Compare this with the most important result obtained by sequencing to date: Woese et al’s discovery of the archaea. (Did you think I was going to say the human genome? Fuck off. That was a monument to the vanity of that god- bobbering asshole Francis Collins, not a science project.) They didn’t sequence whole genomes, or even whole genes. They sequenced a small region of the 16S rRNA, and it was chosen after pilot experiments and careful thought. The conclusions didn’t require giant computers, and they didn’t require precise counting of the number of templates. They knew the limitations of their tools.
Then came clinical identification, done in combination with other assays, where a judicious bit of sequencing could resolve many ambiguities. Similarly, small scale sequencing has been an incredible boon to epidemiology. Indeed, its primary scientific use is in ecology. But how many molecular biologists do you know who know anything about ecology? I can count the ones I know on one hand.
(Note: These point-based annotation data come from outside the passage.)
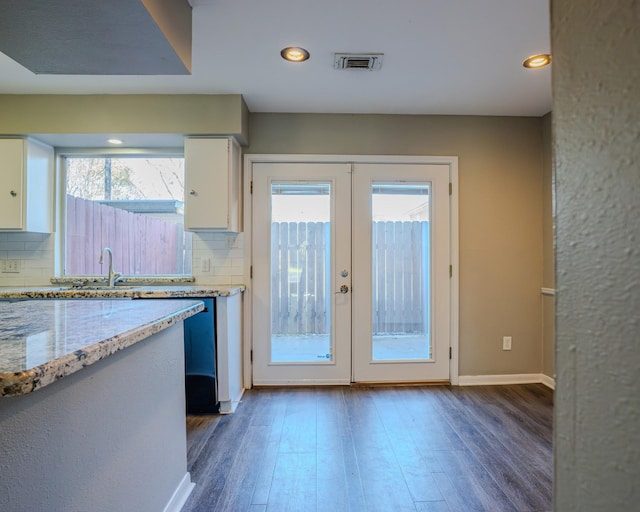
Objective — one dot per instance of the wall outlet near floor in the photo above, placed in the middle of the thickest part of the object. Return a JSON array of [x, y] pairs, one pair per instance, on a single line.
[[10, 266]]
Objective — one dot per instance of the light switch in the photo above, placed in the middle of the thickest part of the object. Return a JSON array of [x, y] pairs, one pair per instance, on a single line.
[[10, 266]]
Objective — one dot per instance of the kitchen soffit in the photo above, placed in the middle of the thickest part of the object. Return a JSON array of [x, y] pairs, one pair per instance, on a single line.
[[94, 37]]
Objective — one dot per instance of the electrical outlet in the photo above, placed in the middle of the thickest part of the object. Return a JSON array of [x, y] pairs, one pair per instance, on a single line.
[[10, 266]]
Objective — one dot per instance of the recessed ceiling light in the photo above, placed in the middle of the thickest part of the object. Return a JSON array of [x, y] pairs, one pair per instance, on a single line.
[[294, 54], [537, 61]]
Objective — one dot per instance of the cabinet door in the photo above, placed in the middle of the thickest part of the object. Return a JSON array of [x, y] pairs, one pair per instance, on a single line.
[[11, 183], [207, 178]]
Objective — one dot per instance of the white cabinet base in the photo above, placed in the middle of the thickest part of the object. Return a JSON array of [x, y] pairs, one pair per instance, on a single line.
[[229, 336]]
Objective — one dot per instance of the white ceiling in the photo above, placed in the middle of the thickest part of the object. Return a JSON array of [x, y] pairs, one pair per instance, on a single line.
[[440, 57]]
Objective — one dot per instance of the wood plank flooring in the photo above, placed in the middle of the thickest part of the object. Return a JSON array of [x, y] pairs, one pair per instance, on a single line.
[[387, 449]]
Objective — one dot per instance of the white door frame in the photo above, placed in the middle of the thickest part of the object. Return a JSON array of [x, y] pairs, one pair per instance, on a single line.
[[249, 160]]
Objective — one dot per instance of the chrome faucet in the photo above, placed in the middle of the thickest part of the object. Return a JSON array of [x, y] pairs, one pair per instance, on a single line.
[[113, 276]]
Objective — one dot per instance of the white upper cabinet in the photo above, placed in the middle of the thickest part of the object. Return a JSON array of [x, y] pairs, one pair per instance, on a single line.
[[212, 184], [26, 186]]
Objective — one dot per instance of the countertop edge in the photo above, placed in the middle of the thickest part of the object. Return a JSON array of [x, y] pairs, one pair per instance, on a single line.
[[141, 292], [22, 383]]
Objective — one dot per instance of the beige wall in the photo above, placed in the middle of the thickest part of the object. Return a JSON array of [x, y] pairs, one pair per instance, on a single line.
[[596, 141], [548, 253], [501, 188], [501, 228]]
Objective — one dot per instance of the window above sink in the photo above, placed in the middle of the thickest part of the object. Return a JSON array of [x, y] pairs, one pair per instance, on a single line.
[[132, 203]]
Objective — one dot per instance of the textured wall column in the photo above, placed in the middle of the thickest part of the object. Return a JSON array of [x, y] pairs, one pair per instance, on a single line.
[[596, 126]]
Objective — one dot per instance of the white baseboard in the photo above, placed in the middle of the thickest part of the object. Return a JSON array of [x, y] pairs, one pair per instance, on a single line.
[[550, 382], [518, 378], [230, 406], [180, 495]]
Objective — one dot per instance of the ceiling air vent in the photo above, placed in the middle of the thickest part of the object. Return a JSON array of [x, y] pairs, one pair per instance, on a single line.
[[366, 61]]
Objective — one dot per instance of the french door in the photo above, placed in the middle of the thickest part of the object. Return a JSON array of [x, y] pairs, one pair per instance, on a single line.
[[350, 273]]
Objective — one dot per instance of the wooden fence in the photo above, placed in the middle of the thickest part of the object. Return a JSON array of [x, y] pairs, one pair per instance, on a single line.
[[141, 244], [300, 277]]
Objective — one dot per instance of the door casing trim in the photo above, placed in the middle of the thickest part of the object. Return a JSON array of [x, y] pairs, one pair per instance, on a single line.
[[250, 159]]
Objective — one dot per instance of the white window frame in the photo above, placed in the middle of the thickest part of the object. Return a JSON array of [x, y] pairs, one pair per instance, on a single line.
[[61, 186]]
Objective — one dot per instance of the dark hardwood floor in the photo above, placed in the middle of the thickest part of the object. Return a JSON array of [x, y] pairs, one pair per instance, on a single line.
[[388, 449]]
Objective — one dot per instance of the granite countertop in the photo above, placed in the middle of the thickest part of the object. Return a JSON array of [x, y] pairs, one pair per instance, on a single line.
[[132, 291], [42, 341]]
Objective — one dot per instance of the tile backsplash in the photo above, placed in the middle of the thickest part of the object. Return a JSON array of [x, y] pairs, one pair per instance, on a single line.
[[218, 258], [35, 253]]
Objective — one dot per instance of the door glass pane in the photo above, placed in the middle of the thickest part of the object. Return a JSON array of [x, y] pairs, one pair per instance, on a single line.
[[401, 264], [300, 273]]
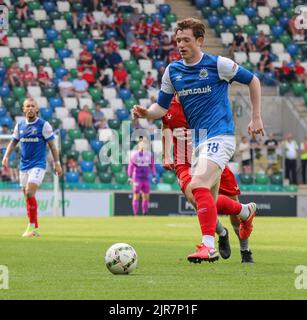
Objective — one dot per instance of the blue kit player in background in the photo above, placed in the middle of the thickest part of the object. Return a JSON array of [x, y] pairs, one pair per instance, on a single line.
[[33, 134], [201, 82]]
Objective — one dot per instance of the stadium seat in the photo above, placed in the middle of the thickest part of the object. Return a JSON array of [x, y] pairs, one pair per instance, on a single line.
[[227, 38], [34, 91], [240, 57], [70, 103], [40, 15], [81, 145], [89, 177], [48, 53], [68, 123], [61, 113], [72, 177]]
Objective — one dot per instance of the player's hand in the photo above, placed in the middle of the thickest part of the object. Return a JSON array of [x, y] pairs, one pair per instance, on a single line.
[[138, 112], [58, 169], [255, 127], [5, 162]]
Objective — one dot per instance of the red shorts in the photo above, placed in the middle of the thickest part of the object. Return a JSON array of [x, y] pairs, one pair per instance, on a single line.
[[228, 185]]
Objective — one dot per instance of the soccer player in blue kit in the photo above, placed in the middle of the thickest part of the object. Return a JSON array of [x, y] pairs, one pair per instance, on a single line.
[[201, 82], [33, 134]]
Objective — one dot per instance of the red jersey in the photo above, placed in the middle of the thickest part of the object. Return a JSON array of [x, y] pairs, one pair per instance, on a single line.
[[176, 121]]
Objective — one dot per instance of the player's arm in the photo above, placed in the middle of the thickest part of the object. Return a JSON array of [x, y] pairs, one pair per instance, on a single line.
[[56, 159], [167, 139], [159, 109], [11, 146], [228, 70]]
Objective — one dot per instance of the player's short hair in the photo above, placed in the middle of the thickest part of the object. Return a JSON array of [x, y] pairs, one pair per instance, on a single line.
[[197, 27]]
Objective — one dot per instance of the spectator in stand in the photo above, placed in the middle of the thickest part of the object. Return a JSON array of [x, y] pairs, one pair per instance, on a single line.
[[22, 10], [100, 121], [141, 29], [80, 86], [15, 75], [120, 76], [85, 56], [149, 81], [3, 38], [290, 148], [174, 56], [303, 149], [238, 44], [113, 58], [135, 17], [139, 49], [297, 34], [28, 76], [245, 152], [156, 29], [66, 87], [43, 77], [154, 49], [88, 21], [100, 58], [271, 144], [126, 31], [286, 72], [85, 118], [72, 165], [300, 71], [262, 43], [167, 47], [102, 80], [265, 64]]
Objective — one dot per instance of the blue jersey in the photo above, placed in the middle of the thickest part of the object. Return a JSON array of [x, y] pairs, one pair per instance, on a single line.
[[33, 137], [202, 89]]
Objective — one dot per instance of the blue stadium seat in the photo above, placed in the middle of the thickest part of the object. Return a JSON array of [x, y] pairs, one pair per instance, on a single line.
[[46, 113], [124, 94], [72, 177], [4, 91], [87, 166], [122, 114], [52, 35], [3, 111], [55, 102], [96, 145]]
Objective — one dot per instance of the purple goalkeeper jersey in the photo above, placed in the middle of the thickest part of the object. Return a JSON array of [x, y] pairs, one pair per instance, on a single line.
[[140, 166]]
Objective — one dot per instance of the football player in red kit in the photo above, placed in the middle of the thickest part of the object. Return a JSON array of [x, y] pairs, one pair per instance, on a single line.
[[176, 133]]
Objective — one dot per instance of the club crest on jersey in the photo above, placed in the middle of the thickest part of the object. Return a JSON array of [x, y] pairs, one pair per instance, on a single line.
[[203, 74]]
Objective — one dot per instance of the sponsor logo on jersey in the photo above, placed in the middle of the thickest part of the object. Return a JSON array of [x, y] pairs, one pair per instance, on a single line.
[[187, 92], [29, 139], [203, 74]]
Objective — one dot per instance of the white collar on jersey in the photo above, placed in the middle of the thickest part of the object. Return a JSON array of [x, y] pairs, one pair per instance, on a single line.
[[27, 122], [193, 64]]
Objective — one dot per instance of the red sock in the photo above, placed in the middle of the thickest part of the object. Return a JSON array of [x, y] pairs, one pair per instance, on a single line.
[[225, 205], [32, 211], [206, 210]]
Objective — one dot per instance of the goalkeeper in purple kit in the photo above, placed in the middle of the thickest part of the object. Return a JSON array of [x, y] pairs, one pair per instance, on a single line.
[[140, 167]]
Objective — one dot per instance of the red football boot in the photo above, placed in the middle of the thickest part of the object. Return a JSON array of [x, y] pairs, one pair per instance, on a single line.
[[246, 226], [203, 253]]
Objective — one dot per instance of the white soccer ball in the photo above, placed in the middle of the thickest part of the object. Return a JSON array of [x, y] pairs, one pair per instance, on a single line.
[[121, 258]]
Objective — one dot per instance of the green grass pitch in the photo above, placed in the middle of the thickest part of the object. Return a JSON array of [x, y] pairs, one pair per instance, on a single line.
[[67, 261]]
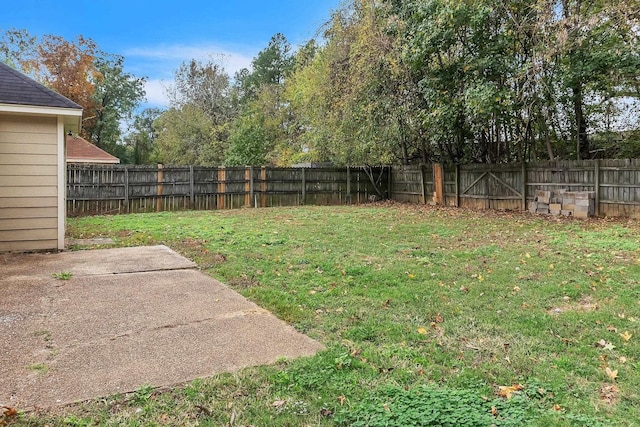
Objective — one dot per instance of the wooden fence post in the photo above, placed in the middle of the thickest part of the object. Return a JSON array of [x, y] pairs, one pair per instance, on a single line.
[[457, 185], [348, 198], [126, 189], [252, 189], [524, 186], [438, 184], [192, 188], [304, 186], [160, 188], [423, 189], [597, 188], [222, 188], [248, 186], [390, 183], [263, 187]]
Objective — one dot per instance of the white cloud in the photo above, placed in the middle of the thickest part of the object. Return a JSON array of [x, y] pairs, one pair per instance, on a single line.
[[158, 64], [173, 55]]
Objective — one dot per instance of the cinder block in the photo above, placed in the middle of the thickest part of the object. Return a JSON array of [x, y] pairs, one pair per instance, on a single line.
[[581, 215], [543, 196], [585, 195]]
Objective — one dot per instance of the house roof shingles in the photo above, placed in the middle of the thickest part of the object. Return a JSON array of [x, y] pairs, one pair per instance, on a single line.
[[80, 150], [18, 89]]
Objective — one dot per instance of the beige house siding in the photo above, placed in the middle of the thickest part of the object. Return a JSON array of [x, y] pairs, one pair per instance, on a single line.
[[29, 183]]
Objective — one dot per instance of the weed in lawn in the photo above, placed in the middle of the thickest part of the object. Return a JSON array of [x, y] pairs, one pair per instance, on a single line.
[[39, 368]]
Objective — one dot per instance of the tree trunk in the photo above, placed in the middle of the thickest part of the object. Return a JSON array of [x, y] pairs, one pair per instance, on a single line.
[[582, 140]]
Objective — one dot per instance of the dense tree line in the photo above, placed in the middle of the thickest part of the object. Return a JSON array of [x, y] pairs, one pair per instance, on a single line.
[[395, 81]]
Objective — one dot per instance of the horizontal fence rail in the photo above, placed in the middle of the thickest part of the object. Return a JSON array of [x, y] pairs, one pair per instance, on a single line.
[[107, 189], [110, 189]]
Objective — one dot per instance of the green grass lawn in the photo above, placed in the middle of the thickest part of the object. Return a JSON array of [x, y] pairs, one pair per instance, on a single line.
[[430, 317]]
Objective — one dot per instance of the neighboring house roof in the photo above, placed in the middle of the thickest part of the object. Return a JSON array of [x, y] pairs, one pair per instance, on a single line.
[[80, 150], [18, 89]]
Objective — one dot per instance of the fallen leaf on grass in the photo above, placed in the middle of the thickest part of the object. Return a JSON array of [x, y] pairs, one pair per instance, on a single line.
[[278, 403], [608, 393], [8, 412], [326, 412], [509, 391], [605, 345]]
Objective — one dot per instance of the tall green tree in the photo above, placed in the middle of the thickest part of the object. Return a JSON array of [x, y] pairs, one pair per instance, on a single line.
[[115, 97], [195, 130]]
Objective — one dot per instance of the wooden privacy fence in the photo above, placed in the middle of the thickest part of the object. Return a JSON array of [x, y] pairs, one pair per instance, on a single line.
[[616, 184], [100, 189], [123, 189]]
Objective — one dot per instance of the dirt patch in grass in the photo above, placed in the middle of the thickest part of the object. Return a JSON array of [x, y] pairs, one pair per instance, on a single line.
[[585, 304]]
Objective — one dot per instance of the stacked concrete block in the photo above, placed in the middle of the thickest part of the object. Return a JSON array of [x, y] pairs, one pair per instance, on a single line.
[[580, 204], [584, 204]]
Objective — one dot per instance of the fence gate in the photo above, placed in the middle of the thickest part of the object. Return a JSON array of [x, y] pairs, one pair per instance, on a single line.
[[484, 188]]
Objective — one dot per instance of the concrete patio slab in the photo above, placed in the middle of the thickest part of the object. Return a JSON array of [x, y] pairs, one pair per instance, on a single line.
[[126, 318]]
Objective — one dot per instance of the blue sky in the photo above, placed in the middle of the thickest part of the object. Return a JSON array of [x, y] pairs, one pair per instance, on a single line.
[[156, 36]]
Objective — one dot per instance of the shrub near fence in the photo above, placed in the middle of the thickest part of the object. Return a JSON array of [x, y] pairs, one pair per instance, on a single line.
[[110, 189]]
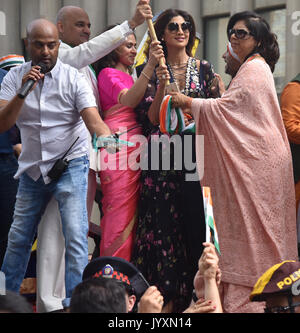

And sequencing outside of ecology? Irene Pepperberg’s work with Alex the parrot dwarfs the scientific contributions of all other sequencing to date put together.
This all seems an inauspicious beginning for a field. Anything so worthless should quickly shrivel up and die, right? Well, intentionally or not, bioinformatics found a way to survive: obfuscation. By making the tools unusable, by inventing file format after file format, by seeking out the most brittle techniques and the slowest languages, by not publishing their algorithms and making their results impossible to replicate, the field managed to reduce its productivity by at least 90%, probably closer to 99%. Thus the thread of failures can be stretched out from years to decades, hidden by the cloak of incompetence.
And the rhetoric! The call for computational capacity, most of which is wasted! There are only two computationally difficult problems in bioinformatics, sequence alignment and phylogenetic tree construction. Most people would spend a few minutes thinking about what was really important before feeding data to an NP complete algorithm. I ran a full set of alignments last night using the exact algorithms, not heuristic approximations, in a virtual machine on my underpowered laptop yesterday afternoon, so we’re not talking about truly hard problems. But no, the software is written to be inefficient, to use memory poorly, and the cry goes up for bigger, faster machines! When the machines are procured, even larger hunks of data are indiscriminately shoved through black box implementations of algorithms in hopes that meaning will emerge on the far side. It never does, but maybe with a bigger machine…
Fortunately for you, no one takes me seriously. The funding of molecular biology and bioinformatics is safe, protected by a wall of inbreeding, pointless jargon, and lies. So you all can rot in your computational shit heap. I’m gone.